Creation of the ToRSADE registry allowed implementation of a repository for clinical, molecular and genetic data. For 22 patients, in whom a genetic substrate was documented or suspected, blood samples could be analyzed; 14 were collected at autopsy and 8 from resuscitated patients after SCA. Next generation sequencing (NGS) analysis revealed likely pathogenetic (LP) variants associated with cardiomyopathy (CM) or channelopathy in four patients (19%), while 17 (81%) carried variants of uncertain significance in relevant genes (VUS). In only one patient NGS confirmed the diagnosis obtained during autopsy: the p.(Asn480Lysfs*20) PKP2 mutation in a patient with arrhythmogenic cardiomyopathy (AC).

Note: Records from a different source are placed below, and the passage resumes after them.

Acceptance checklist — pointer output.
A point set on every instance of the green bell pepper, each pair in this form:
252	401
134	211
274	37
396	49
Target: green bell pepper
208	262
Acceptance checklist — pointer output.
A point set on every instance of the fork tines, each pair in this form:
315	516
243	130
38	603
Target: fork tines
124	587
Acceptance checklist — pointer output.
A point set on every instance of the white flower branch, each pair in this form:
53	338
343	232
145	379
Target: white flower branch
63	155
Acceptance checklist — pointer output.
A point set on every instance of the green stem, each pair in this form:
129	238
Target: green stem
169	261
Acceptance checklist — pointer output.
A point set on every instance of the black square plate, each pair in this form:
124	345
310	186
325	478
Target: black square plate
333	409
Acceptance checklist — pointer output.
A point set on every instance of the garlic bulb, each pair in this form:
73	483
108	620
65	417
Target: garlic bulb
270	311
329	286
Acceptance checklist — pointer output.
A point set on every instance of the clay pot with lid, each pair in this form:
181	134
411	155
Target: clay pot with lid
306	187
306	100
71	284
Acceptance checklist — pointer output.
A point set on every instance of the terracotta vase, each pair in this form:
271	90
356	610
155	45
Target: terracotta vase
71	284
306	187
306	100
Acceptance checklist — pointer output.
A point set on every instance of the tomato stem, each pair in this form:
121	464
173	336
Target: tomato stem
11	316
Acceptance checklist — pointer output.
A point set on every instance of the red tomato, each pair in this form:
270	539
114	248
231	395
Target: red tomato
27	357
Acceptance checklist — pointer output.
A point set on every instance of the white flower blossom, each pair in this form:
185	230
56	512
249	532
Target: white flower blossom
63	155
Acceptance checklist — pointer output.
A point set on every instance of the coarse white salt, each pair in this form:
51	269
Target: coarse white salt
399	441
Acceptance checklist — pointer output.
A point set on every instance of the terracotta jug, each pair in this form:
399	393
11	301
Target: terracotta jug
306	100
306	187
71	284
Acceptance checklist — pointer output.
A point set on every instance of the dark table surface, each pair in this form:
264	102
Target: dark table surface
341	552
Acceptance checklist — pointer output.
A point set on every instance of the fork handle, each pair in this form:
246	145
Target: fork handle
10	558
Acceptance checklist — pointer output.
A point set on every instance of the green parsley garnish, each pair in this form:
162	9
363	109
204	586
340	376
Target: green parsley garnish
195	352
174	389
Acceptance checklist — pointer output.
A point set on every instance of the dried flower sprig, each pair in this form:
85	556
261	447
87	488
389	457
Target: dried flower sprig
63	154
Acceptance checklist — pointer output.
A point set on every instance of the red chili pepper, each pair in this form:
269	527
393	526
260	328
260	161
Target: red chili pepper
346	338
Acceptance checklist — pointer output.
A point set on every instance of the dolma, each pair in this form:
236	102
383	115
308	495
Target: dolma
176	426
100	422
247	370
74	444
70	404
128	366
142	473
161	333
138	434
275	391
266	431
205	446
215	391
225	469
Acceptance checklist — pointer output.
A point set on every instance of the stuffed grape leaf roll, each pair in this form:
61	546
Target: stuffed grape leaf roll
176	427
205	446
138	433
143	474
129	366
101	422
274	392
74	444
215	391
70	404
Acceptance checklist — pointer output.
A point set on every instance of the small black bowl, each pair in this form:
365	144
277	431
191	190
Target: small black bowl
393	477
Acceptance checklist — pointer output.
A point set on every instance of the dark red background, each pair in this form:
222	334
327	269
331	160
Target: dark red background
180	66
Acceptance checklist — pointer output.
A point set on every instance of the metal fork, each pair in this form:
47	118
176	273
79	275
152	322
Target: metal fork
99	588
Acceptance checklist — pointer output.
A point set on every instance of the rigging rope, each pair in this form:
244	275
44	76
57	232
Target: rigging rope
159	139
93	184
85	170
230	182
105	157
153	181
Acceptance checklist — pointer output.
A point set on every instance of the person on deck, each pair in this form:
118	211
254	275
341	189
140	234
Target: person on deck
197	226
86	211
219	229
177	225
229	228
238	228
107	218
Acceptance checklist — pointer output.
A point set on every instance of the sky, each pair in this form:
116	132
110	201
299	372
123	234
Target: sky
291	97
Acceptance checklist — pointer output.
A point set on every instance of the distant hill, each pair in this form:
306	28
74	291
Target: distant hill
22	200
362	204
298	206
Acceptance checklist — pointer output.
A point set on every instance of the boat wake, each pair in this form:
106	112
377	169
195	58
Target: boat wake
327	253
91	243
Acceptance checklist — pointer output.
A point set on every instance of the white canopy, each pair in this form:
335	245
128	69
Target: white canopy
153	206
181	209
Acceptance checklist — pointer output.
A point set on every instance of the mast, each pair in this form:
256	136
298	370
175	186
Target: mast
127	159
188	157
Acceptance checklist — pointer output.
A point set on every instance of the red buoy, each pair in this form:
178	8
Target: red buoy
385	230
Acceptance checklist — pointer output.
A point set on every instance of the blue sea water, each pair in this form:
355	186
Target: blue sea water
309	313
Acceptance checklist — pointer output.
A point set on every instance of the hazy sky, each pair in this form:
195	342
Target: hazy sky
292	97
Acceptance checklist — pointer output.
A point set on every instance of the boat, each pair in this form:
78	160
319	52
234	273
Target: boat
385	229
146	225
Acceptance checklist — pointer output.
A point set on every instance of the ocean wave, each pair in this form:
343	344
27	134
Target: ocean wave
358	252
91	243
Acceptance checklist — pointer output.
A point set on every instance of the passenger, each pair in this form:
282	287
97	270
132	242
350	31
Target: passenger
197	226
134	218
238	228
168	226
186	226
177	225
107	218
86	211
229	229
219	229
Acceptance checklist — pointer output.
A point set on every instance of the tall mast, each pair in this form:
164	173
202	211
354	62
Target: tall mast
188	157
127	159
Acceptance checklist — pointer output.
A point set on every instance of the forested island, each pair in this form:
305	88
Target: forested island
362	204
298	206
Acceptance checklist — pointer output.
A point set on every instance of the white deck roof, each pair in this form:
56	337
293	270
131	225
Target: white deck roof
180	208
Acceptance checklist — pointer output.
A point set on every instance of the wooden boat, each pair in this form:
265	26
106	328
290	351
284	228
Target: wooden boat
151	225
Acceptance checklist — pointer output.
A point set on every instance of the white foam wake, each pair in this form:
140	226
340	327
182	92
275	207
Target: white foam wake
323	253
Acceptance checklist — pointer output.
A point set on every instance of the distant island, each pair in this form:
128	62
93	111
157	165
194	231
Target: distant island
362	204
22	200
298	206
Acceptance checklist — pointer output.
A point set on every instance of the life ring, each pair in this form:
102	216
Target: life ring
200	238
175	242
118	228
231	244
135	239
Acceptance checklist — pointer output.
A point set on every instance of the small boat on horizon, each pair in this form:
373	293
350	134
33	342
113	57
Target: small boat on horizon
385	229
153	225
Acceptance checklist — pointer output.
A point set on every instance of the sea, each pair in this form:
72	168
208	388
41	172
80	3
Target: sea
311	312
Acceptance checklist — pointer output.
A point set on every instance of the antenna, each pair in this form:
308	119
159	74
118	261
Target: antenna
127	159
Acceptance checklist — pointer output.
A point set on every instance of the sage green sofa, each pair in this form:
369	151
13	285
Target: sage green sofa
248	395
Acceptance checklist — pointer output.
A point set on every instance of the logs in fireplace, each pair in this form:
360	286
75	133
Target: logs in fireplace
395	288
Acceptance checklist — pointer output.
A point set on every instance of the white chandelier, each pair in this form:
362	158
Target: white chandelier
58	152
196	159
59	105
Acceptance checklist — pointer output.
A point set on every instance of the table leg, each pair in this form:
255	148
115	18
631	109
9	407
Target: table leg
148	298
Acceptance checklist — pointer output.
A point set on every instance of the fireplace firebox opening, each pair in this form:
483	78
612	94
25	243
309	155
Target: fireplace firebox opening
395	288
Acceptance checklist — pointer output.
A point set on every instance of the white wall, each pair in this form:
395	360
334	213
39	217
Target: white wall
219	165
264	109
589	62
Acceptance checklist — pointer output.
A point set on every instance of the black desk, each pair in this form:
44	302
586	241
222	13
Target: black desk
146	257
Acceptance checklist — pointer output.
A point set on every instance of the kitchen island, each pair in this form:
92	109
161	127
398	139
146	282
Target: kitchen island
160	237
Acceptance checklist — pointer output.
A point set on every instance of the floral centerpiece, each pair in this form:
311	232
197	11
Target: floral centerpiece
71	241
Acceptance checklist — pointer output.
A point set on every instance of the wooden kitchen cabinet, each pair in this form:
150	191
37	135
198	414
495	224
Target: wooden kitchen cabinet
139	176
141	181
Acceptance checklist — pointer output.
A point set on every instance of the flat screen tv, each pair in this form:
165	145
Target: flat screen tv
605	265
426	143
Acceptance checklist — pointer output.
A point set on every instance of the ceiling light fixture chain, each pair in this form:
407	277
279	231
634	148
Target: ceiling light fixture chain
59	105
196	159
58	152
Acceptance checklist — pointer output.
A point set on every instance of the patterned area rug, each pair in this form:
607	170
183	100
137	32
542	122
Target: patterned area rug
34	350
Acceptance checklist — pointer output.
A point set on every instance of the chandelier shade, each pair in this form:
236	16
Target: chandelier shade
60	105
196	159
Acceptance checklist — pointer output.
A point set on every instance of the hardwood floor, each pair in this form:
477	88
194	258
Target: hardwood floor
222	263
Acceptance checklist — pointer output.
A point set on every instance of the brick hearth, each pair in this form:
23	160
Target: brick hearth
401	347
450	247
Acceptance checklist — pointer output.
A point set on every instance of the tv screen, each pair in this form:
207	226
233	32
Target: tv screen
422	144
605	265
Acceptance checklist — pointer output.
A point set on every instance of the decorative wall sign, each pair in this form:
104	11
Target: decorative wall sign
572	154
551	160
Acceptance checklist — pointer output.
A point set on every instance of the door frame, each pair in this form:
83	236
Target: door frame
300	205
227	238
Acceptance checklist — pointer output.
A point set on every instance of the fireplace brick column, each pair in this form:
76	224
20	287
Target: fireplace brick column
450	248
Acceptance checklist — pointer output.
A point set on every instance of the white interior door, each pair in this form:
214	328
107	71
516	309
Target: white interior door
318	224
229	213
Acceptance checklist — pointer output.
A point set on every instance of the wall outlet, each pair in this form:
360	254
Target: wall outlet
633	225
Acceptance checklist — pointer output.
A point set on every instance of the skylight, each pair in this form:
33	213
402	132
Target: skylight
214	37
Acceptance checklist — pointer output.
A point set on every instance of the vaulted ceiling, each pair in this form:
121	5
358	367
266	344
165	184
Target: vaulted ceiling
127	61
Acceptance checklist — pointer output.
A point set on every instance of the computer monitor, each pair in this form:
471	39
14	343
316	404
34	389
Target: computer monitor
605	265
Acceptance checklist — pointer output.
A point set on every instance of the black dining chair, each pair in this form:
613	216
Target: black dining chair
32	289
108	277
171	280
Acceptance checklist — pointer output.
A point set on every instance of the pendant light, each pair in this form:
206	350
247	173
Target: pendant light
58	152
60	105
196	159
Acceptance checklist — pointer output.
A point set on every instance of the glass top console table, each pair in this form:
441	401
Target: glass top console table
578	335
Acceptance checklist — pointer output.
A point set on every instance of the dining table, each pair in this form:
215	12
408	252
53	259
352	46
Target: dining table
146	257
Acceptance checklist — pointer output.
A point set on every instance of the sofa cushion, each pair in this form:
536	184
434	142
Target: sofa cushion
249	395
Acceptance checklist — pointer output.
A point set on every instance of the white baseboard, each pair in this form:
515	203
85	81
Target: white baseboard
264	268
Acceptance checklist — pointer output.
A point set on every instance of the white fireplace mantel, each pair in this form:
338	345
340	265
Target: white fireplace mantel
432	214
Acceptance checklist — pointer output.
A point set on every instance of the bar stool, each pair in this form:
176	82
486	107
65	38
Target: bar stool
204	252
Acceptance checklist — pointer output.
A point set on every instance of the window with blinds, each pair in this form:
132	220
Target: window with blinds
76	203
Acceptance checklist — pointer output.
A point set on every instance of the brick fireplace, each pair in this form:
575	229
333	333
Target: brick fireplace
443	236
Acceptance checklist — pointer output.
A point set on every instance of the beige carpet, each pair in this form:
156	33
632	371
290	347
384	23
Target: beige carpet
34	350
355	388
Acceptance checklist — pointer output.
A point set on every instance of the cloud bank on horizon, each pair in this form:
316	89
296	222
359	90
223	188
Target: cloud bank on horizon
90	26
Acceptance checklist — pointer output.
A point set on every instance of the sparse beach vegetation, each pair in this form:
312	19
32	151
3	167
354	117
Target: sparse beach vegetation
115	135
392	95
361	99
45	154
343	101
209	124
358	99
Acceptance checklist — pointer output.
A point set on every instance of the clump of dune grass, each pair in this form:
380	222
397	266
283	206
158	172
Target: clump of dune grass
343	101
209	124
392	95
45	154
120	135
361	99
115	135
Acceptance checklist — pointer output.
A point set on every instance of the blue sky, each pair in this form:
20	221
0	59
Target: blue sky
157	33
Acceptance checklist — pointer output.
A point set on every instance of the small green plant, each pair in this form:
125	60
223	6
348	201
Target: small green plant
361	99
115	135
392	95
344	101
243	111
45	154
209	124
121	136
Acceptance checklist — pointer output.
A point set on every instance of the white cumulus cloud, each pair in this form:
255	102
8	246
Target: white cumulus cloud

Systematic genetic screening allowed identification of LP variants in 19% of consecutive patients with SCA/SCD, including subjects carrying variants associated with hypertrophic cardiomyopathy (HCM) or AC who had SCA/SCD in the absence of structural cardiomyopathy phenotype. Genetic analysis combined with clinical information in survived patients and post-mortem evaluation represent an essential multi-disciplinary approach to manage juvenile SCD and SCA, key to providing appropriate medical and genetic assistance to families, and advancing knowledge on the basis of arrhythmogenic mechanisms in inherited cardiomyopathies and channelopathies.
年轻人心脏骤停(SCA)是一个严重事件,常导致严重的神经系统后果或心源性猝死(SCD),且常由遗传性心脏病引起。在本研究中,我们报告了托斯卡纳心源性猝死登记处(ToRSADE)登记处的结果,旨在监测意大利托斯卡纳地区50岁以下人群中SCA和SCD的发病率,并研究其遗传基础。
ToRSADE登记处的建立允许创建一个临床、分子和遗传数据储存库。对于22例记录或怀疑有遗传底物的患者,可以分析血样;14例在尸检时采集,8例在SCA后复苏的患者中采集。下一代测序(NGS)分析显示,4例患者(19%)存在与心肌病(CM)或离子通道病相关的可能致病(LP)变异,而17例(81%)在相关基因中携带意义不明确的变异(VUS)。只有1例患者的NGS证实了尸检时获得的诊断:1例致心律失常性心肌病(AC)患者存在p.(Asn480Lysfs*20) PKP2突变。
系统的基因筛查能够在19%的连续性SCA/SCD患者中识别出LP变异,包括那些携带与肥厚型心肌病(HCM)或AC相关变异但在无结构性心肌病表型的情况下发生SCA/SCD的患者。对存活患者的基因分析与临床信息以及尸检评估相结合,是管理青少年SCD和SCA的重要多学科方法,对于为家庭提供适当的医疗和遗传援助以及推进对遗传性心肌病和离子通道病心律失常机制的认识至关重要。